Two recent media reports on automation in IT services highlight some old advice and a major shift in the business of IT services.
Ten years ago I applied a “counter-revolutionary” approach to the offshore revolution. The conclusion of my research was that traditional, non-offshore providers should adopt a two-pronged strategy. First “absorption”, which could be described as “if you can’t beat ‘em, join ‘em.” The second, longer-term part of the strategy was “annulment”, making the revolution irrelevant by undercutting its basis. In the case of offshore IT services, the idea was to automate the process as far as possible, thus making labor-arbitrage less relevant.
That was published in 2003 in http://www.gartner.com/resId=400171. It was based on a model developed by Professor Richard D’Aveni, published in “The Empire Strikes Back: Counterrevolutionary Strategies for Industry Leaders,” Harvard Business Review, vol. 80, no. 11. The model is still valid.
Of course the traditional IT service providers did adopt our advice, whether at our suggestion or not, and did “join ‘em”. The major global providers have huge offshore service centers now. But the idea of annulment by automation was treated a bit more sceptically.

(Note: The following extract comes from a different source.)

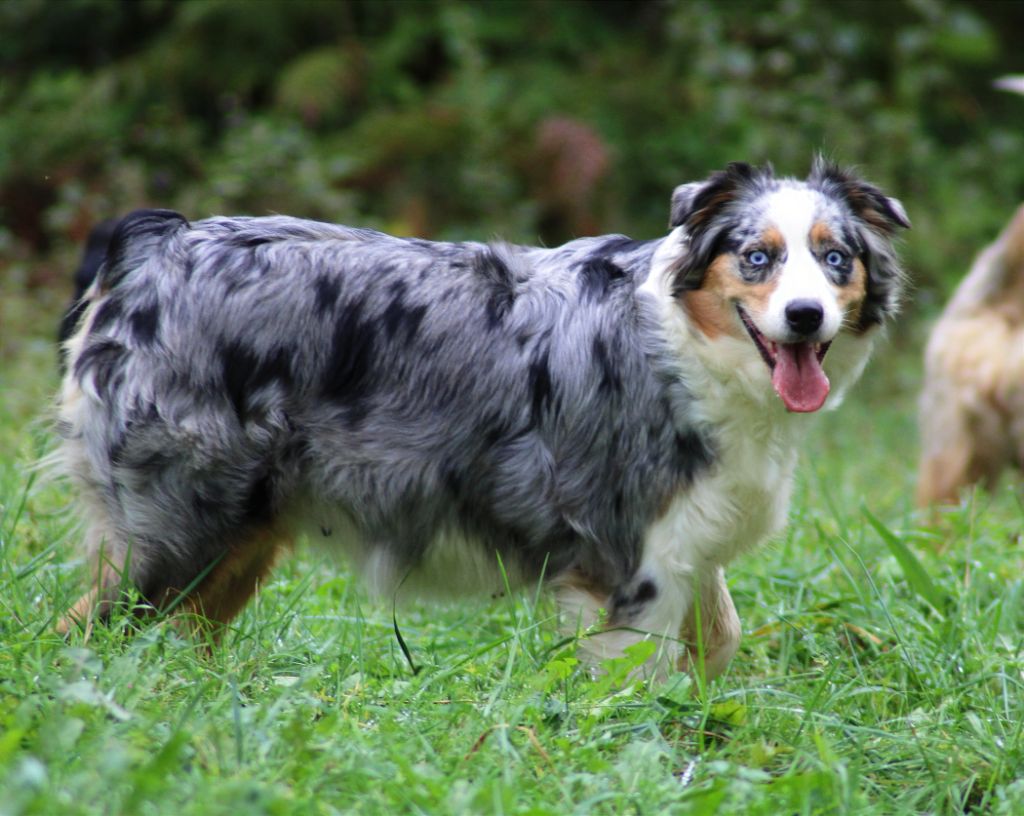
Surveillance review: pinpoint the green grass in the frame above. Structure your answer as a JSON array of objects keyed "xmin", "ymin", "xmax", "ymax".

The Economist of January 19th, 2013, had a special report “Rise of the Machines”. It describes two fascinating companies that are automating parts of the processes of IT service delivery. Blue Prism, a British startup, provides tools to allow non-engineers to robotically automate certain business processes. And IPsoft, a remote infrastructure management firm uses extensive automation to drastically reduce the labor content of infrastructure management services. Its Eliza program is well described in Meeting Eliza – Livemint.
So the counter-revolution has kicked in. Or is this the next revolution already? I’d be glad to hear from service providers as to what they’re doing about it.